Per-sample, the realization of read counts for parent/chimera pairs include situations where the chimera has more reads than expected relative to the parents. Pooling clears out that per-subject read count variability.

But how appropriate is that initial idea that all samples come from a common distribution? It isn't completely true of course, but when does it work better?

hjarnek commented 1 week ago

Hi Ben, thanks for your response. Does this imply that one should only pool samples for chimera detection if they come from the same environment (e.g. sampling replicates)? And should you still always pool all samples from the same sequencing run for denoising, for maximum accuracy?

I'm still curious about the difference in default settings between isBimeraDenovo and isBimeraDenovoTable, and whether you agree that correcting PCR point errors constitutes a problem for chimera detection (I can't see how it would).

benjjneb commented 2 days ago

Does this imply that one should only pool samples for chimera detection if they come from the same environment (e.g. sampling replicates)? And should you still always pool all samples from the same sequencing run for denoising, for maximum accuracy?
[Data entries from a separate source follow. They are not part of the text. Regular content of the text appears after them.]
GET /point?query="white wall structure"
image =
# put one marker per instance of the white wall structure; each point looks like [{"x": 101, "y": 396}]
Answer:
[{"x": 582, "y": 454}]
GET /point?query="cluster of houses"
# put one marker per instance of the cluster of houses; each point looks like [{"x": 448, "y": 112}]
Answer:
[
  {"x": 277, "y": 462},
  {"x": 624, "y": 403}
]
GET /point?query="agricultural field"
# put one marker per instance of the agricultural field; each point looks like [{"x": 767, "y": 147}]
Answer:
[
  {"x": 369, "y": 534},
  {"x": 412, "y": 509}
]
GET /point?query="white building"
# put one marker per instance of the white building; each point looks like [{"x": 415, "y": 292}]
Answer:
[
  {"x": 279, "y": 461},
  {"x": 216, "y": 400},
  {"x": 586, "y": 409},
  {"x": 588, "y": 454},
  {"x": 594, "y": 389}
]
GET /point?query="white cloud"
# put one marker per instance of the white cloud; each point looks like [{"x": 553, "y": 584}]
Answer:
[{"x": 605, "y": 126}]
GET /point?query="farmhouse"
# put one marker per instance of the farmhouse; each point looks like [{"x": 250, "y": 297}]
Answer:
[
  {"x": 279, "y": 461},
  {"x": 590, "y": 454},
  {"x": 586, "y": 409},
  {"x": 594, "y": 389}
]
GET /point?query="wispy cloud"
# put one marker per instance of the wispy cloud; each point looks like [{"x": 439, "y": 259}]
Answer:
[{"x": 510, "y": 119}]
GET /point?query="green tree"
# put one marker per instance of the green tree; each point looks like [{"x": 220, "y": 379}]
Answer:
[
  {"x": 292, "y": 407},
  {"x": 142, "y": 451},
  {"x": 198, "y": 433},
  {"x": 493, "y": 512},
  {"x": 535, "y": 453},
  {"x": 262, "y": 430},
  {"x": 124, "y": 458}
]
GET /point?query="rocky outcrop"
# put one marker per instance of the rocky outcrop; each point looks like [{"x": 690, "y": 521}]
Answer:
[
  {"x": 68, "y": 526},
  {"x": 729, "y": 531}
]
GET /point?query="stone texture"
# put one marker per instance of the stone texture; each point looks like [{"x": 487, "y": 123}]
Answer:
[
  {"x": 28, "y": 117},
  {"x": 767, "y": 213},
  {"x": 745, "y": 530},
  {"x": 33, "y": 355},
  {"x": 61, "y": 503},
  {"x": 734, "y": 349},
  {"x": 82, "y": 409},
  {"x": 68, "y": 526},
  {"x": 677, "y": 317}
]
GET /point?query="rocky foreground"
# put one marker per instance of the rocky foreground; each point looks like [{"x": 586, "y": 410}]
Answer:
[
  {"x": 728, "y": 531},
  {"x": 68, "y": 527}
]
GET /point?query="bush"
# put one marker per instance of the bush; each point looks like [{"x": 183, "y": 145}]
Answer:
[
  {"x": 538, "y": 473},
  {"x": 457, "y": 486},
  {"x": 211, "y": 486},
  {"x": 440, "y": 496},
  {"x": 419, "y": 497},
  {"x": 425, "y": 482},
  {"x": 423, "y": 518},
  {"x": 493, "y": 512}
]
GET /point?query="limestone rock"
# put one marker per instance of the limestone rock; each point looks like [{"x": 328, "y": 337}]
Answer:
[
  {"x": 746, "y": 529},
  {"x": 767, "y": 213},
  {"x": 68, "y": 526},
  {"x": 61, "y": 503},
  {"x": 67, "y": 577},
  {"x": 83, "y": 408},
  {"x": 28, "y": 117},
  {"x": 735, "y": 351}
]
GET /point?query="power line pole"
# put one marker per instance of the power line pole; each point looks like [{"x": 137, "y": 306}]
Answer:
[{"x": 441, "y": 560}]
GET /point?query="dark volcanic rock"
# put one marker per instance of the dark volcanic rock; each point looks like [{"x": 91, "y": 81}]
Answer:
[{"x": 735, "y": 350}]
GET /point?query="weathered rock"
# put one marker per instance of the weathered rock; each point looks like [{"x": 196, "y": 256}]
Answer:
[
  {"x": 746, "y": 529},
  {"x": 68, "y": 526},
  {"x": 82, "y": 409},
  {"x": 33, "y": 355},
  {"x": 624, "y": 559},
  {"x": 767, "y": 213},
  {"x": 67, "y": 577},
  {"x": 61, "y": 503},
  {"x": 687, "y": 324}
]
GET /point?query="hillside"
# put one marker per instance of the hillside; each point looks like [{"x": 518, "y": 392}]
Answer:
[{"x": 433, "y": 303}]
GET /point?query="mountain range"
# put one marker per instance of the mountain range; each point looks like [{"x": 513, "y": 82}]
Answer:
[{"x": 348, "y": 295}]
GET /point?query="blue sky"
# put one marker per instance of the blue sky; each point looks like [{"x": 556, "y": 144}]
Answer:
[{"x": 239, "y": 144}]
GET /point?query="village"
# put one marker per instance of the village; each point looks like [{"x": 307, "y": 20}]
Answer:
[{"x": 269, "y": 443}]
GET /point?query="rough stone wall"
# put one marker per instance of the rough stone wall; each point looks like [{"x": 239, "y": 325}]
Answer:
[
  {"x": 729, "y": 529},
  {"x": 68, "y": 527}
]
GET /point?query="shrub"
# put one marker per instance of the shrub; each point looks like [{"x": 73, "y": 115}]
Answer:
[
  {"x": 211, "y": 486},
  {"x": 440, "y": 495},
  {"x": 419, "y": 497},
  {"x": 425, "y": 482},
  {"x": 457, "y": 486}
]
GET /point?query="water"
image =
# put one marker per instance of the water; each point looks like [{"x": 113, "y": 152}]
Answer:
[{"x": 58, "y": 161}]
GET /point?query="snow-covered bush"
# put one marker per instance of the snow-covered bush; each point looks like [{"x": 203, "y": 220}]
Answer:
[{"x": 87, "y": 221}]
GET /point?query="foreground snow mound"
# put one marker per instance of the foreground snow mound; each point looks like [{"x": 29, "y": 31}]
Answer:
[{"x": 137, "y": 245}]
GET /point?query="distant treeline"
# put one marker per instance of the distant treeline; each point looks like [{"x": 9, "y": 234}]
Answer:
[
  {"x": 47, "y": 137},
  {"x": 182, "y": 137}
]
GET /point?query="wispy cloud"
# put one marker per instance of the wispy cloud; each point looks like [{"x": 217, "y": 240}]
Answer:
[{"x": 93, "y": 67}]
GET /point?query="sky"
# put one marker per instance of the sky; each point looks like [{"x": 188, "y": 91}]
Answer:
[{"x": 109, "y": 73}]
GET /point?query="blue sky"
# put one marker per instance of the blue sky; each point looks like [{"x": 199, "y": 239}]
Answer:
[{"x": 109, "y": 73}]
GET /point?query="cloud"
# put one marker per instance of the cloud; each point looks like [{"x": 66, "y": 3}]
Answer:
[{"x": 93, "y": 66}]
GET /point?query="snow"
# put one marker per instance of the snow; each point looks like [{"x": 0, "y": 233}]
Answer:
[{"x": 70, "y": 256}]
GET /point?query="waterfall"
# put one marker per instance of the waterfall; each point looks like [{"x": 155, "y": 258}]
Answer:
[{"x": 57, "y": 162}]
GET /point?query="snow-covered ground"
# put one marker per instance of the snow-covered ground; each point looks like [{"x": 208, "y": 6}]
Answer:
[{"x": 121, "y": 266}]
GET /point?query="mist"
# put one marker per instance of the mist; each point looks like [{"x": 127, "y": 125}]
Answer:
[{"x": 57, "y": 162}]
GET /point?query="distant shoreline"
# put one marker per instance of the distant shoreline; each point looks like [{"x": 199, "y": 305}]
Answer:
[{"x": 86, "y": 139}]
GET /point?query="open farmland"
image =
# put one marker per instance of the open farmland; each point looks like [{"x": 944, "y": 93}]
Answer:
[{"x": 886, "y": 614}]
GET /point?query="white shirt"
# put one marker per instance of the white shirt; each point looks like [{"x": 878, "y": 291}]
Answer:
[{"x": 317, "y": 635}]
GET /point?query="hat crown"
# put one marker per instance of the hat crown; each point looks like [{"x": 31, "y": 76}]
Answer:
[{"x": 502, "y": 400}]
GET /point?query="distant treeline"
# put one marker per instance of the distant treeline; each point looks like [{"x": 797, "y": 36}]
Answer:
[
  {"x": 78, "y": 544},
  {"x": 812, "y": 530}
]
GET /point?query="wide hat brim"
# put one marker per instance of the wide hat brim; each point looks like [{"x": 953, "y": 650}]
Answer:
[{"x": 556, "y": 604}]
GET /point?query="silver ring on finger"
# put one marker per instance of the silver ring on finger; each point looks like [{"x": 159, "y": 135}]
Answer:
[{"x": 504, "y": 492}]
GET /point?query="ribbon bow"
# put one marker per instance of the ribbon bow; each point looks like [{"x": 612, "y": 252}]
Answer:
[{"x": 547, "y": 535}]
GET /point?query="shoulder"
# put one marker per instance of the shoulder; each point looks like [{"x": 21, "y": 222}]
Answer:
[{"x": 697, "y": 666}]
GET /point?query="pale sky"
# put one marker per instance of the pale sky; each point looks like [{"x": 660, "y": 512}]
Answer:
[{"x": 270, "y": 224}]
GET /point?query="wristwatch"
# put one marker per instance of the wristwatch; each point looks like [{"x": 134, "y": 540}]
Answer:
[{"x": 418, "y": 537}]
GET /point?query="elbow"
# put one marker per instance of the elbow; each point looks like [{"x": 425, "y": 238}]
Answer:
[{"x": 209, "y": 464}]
Pooling samples only makes sense if there is commonality amongst the samples. The idea of pooling is that for any one sample there is helpful information from the other samples being pooled with it that could increase the accuracy of resolving true ASVs from errors/chimeras.

I'm still curious about the difference in default settings between isBimeraDenovo and isBimeraDenovoTable, and whether you agree that correcting PCR point errors constitutes a problem for chimera detection (I can't see how it would).

The isBimeraDenovoTable settings are more "aggressive", because the voting across samples is an additional factor that prevents false positive chimera identification. Pooling and then isBimeraDenovo does not consider per-sample information and thus is more prone to false-positive chimera ID, hence the more stringent default parameters for identifying chimeric ASVs.